Friday, September 11, 2009

The rest of Europe

9-11-09 The rest of Europe

I have visited a few other places in Europe – Germany, France, Italy – for instance. I liked all of those countries, and I have the most friends in France of these three countries.

Of course, the music from each country is very different! The Germans tend to like machines, the French are very romantic and the Italians have an amusement factor that seems to be absent from the Germans.

My favorite German acts are the same as they have been for nearly four decades: Faust, Amon Duul II, Can, Neu!, Achim ReichelMichael Rother, Manuel Gottsching, Lothar Meid.

My favorite French artists are Roland Bocquet, Serge Gainsbourg, Alain Chamfort, Charlelie Couture, Lard Free / Urban Sax

For the Italians, I love both their 70’s progressive rock, and some of the 70’s & 80’s Italian pop music. Remember Il Balletto Di Bronzo, Museo Rosenbach, The New Trolls, and Osanna? Later on, I gravitated towards Lucio Battisti, Adriano Celentano, Righeira and Pino Daniele.

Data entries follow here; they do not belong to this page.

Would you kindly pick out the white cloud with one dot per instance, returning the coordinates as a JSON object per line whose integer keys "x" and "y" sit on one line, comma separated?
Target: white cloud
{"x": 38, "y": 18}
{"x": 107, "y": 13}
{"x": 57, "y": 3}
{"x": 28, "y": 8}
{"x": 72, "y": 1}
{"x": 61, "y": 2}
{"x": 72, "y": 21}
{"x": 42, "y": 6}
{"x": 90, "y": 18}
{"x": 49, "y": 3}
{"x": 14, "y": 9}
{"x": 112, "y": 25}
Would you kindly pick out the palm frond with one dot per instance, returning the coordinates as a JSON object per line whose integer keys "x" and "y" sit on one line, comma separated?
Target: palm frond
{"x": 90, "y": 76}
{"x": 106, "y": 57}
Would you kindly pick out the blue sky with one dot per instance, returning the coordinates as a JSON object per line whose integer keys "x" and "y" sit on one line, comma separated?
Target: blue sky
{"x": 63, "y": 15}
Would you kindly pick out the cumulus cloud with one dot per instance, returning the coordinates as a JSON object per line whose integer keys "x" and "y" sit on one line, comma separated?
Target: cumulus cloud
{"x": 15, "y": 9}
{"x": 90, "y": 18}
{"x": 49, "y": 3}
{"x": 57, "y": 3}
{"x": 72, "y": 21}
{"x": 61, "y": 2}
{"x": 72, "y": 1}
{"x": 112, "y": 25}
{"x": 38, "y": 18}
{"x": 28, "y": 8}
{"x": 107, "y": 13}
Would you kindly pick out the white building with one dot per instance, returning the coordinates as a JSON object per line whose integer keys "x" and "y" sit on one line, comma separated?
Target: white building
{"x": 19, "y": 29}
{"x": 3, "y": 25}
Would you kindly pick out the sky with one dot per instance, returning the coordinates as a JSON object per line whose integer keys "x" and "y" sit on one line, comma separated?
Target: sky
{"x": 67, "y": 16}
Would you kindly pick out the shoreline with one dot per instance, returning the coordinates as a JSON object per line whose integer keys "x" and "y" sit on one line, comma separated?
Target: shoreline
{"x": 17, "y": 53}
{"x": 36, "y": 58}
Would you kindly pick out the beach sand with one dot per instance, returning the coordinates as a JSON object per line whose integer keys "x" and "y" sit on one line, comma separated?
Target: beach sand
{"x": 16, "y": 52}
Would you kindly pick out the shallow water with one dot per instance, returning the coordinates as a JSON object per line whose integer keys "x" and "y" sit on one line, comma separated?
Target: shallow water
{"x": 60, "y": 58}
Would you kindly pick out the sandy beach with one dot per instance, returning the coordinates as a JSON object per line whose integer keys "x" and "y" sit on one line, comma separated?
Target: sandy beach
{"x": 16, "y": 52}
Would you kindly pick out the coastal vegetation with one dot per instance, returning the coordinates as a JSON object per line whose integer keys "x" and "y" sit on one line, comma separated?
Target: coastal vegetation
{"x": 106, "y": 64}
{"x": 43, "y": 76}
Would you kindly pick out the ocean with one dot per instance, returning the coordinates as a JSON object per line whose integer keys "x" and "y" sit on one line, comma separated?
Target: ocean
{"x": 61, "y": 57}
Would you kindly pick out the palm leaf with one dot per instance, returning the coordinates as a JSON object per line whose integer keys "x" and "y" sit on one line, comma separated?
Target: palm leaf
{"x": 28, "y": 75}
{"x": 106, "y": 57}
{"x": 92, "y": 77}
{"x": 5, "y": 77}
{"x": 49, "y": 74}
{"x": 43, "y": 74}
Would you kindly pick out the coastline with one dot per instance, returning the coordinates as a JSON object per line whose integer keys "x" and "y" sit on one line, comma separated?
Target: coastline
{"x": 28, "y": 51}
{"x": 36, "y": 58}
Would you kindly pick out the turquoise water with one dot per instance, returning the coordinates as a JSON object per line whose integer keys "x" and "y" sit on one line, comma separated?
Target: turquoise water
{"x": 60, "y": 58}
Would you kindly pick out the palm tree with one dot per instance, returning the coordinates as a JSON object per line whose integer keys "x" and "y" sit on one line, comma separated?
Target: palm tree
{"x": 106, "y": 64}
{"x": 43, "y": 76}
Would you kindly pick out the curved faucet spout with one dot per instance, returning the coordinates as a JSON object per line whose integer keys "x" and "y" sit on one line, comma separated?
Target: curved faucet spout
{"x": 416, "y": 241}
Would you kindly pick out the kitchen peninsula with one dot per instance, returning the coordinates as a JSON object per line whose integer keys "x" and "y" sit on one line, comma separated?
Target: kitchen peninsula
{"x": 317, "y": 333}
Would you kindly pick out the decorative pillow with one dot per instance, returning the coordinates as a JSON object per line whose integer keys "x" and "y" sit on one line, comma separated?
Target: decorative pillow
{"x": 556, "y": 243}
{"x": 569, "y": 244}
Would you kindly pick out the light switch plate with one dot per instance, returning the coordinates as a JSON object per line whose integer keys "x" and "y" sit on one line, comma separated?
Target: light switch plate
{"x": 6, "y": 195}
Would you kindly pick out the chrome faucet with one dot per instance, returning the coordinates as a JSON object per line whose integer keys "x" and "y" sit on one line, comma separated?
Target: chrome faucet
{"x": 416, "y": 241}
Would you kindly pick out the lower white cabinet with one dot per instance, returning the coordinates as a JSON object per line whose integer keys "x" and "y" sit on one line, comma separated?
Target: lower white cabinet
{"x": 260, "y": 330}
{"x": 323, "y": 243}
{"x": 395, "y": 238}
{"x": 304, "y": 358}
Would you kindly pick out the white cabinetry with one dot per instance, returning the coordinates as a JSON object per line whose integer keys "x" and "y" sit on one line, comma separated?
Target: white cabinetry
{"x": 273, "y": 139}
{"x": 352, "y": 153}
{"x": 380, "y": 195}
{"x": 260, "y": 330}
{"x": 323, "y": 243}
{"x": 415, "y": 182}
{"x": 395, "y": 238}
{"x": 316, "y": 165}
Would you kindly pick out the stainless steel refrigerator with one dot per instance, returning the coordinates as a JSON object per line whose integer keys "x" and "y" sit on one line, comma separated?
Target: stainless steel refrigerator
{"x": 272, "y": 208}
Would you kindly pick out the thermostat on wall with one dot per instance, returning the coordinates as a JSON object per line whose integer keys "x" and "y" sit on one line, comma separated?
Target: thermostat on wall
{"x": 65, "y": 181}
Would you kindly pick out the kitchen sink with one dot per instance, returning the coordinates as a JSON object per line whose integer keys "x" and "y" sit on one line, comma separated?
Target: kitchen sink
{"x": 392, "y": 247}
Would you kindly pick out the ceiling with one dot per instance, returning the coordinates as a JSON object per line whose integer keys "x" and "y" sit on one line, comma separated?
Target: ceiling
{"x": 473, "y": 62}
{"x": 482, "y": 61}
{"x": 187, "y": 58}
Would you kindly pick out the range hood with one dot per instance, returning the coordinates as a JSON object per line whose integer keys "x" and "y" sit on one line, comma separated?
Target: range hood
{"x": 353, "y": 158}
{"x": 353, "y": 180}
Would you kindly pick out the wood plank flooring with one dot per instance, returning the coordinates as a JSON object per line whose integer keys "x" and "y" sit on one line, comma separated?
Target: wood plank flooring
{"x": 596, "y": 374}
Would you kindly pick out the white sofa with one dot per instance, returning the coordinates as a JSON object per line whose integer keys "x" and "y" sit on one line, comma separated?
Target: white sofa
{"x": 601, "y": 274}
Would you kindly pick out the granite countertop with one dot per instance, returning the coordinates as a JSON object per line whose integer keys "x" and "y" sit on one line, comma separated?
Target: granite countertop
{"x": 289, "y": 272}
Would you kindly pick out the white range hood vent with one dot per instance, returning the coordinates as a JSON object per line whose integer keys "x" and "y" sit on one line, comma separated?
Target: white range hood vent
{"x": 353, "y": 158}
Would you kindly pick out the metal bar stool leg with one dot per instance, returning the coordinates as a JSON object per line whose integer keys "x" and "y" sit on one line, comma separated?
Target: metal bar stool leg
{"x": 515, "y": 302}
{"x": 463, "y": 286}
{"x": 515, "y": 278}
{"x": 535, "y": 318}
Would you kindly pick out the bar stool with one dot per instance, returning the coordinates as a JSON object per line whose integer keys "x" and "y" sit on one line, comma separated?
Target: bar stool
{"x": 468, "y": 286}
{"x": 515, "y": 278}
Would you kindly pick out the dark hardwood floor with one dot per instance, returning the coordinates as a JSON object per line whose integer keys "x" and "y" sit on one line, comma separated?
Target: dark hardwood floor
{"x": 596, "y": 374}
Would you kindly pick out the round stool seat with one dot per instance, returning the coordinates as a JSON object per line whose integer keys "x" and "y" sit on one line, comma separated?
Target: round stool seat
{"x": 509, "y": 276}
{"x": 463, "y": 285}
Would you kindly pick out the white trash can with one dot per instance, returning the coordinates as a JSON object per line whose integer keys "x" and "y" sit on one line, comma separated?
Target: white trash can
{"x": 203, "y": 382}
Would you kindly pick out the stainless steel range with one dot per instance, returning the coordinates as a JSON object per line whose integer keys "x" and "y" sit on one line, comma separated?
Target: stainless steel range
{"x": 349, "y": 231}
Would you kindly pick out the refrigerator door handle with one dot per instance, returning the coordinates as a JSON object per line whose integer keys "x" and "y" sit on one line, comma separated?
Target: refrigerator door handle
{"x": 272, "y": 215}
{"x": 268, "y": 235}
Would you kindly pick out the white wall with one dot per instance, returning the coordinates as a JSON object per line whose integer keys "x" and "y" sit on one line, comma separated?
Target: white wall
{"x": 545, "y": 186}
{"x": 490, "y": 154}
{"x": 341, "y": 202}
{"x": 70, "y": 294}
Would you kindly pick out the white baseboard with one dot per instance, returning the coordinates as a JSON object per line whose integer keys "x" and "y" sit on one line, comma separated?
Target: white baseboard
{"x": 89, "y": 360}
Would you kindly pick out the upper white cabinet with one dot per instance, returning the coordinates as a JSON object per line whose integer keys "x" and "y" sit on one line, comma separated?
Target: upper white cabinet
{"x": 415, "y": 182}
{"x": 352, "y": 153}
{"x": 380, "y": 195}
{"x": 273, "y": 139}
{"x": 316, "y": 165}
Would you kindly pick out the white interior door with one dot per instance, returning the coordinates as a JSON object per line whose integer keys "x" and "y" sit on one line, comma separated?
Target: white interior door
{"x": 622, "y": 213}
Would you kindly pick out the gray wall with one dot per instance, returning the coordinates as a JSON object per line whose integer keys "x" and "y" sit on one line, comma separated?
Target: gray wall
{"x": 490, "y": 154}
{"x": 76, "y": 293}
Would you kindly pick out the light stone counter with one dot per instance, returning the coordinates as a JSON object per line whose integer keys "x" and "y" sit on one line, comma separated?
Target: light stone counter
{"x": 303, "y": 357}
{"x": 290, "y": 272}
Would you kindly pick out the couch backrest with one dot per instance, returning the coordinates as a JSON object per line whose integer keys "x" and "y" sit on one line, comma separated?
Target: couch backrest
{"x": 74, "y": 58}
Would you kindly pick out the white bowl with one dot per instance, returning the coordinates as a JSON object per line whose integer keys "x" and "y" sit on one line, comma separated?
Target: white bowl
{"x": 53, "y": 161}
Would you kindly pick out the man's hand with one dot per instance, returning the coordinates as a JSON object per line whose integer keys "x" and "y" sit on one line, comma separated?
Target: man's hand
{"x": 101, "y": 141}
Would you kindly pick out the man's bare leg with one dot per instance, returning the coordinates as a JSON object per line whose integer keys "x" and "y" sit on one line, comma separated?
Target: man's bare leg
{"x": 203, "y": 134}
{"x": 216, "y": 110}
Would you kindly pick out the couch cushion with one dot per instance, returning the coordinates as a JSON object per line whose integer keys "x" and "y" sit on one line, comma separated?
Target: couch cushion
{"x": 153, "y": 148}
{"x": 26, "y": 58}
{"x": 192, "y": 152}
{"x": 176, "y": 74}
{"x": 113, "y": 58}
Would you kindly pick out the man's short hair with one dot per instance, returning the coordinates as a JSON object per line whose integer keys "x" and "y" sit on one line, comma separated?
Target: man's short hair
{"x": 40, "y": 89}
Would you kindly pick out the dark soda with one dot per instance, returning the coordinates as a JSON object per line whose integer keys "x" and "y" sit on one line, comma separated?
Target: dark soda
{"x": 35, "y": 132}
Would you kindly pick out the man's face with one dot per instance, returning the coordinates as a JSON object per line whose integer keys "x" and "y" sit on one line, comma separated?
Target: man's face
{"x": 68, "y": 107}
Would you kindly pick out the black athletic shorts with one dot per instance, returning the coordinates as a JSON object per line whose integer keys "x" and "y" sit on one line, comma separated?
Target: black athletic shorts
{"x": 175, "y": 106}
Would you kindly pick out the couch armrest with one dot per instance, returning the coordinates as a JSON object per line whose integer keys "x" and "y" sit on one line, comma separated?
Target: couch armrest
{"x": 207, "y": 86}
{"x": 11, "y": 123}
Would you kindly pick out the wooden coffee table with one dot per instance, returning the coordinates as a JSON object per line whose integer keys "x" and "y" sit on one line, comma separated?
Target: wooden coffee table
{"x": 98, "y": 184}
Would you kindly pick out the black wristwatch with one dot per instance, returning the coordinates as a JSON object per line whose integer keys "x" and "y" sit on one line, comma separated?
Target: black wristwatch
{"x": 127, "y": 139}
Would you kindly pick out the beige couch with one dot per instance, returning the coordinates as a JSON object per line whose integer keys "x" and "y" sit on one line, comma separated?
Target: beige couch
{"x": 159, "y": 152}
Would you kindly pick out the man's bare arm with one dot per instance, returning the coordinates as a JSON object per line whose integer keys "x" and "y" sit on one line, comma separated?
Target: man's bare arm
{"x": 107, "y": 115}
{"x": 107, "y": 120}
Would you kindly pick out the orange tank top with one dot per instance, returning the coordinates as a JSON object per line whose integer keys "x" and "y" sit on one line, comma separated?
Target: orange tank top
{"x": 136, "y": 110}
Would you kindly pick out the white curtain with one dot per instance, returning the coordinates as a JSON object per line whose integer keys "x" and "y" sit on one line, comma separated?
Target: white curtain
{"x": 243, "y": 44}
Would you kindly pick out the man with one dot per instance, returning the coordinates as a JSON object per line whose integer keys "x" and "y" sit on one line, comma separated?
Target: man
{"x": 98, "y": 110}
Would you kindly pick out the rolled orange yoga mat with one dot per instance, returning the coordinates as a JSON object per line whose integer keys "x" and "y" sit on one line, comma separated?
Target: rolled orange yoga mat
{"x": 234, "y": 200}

The food is also very different between these countries – with the Italians favoring red tomato sauce. The Germans do beer right, and have good sausages. I liked all the food I had in France – an odd amalgam of Northern African, “typical French” and wonderful brasserie food.

I understand more French than I do Italian or German. It always seemed to me like the Germans all spoke English pretty well.

I only ever went to Spain once. Let’s just say it was not a pleasant trip – we had guns pulled on us in Irun – and that was by the police! After that, we decided to walk along the railroad tracks and wait in the French train station for the train back to Paris.

I am not much of a fan of what is marketed in the US as “World Music”. I infinitely prefer the stuff that is sold in the country that it’s from. The stuff that is believed to not be of interest outside of the country it’s from. Holland is probably the strangest, as most of their pop music is in English, and a lot of it is unknown outside of Holland. Most Japanese domestic music is created only for their “domestic market” – and largely unknown outside of Japan.

Thanks for reading my brief rambling hallucinations about assorted countries around the globe that can enrich our lives, if so desired. I am always up for a discussion about music, if it falls a bit outside of the ‘comfort zone’ (i.e. anything not in English).